In the Catholic and Orthodox traditions, on the other hand, before Gutenberg’s printing press and the Lutheran Reformation, only priests have the right to read sacred texts, and the reading of Greek texts has long been forbidden.

This explains why still in the 20th century as many as 193 people known to be Jewish or of Jewish descent were awarded a Nobel Prize, which represents 22 percent of all recipients of the honor worldwide between 1901 and 2014, despite the fact that they made up only 0.23 percent of the world’s population.

The cognitive effect of the alphabet has persisted throughout history, through several waves of literacy, fostered in part by the introduction of printing in the modern age and mass schooling in the 20th century. In 1948 only 45 percent of the 2.4 billion inhabitants of planet Earth were schooled. By 2022 this percentage had reached 95 percent of nearly 8 billion people.

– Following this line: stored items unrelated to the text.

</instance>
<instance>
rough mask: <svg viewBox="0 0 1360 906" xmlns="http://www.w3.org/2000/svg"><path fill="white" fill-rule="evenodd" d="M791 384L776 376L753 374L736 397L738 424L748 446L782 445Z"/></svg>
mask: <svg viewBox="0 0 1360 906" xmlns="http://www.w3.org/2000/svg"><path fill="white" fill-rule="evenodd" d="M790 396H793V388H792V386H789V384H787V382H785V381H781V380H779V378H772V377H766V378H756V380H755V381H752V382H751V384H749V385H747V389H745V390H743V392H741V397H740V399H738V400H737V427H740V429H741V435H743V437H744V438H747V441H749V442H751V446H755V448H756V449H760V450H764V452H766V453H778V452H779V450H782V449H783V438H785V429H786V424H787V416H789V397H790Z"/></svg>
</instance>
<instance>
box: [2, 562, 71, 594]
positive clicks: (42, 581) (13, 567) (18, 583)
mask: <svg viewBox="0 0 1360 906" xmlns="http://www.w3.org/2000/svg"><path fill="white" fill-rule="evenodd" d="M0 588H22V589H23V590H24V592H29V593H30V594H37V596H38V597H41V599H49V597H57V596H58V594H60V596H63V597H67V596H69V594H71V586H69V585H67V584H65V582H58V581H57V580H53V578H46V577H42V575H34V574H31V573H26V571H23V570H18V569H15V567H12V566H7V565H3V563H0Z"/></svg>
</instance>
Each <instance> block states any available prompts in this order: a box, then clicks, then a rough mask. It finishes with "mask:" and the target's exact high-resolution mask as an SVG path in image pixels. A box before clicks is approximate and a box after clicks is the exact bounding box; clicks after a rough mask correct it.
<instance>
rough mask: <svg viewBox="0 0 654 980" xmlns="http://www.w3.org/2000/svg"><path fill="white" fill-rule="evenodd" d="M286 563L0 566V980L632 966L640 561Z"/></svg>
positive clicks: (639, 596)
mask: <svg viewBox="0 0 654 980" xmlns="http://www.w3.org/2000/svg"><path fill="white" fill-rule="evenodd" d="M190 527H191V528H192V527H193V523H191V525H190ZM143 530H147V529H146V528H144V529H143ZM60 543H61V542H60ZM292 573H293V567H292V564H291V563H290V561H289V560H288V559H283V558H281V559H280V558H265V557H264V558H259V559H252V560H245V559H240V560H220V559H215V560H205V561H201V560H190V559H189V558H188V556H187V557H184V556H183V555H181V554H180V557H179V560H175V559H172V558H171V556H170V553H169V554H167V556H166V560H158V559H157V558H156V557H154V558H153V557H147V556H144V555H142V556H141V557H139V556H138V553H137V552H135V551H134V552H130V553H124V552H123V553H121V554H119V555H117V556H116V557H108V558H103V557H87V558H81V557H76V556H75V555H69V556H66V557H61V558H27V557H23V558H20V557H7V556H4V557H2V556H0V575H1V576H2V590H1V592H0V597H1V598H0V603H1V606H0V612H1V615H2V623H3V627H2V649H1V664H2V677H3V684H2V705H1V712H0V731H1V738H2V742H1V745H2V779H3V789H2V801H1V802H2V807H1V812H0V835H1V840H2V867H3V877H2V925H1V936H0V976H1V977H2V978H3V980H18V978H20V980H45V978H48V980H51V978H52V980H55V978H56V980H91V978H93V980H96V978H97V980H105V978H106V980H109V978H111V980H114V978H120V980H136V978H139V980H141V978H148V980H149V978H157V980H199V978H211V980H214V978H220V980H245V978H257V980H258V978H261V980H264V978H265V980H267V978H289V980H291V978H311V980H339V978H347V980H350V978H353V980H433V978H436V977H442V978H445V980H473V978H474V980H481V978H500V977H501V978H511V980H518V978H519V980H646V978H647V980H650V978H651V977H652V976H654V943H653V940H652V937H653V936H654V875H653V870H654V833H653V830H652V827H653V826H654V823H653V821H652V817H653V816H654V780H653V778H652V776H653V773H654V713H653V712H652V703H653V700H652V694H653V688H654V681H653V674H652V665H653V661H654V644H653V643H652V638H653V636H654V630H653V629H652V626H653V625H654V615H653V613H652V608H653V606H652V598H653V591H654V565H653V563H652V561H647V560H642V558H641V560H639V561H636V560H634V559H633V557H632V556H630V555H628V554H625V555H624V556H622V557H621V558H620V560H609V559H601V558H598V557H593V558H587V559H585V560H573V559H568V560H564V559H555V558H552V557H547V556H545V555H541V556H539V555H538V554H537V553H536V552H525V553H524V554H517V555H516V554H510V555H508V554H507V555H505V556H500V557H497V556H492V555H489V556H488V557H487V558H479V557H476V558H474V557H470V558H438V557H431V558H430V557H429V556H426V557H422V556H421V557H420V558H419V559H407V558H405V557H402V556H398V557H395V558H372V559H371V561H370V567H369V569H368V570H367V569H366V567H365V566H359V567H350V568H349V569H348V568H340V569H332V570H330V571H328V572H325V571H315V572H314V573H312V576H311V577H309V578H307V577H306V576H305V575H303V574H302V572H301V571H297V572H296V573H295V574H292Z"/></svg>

In the 1900s, James R. Flynn observed the increase in the value of the average IQ of the population over the years, in a variety of countries (more than 20 or so) and regardless of the culture to which they belonged. Flynn notes how, over the years, the IQ value has increased gradually, with an average growth of about 3 points per decade. The U.S. population, for example, gained more than 13 points from 1938 to 1984.

Among the hypotheses by which this increase in IQ has been attempted to be explained prevails the progressive growth of the years of schooling and, therefore, the spread of a greater ability to solve logical and abstract problems, inevitably linked to the use of letters and numbers.

Born more than 3,000 years ago, the alphabet has not yet ceased to exert its effect on human intelligence.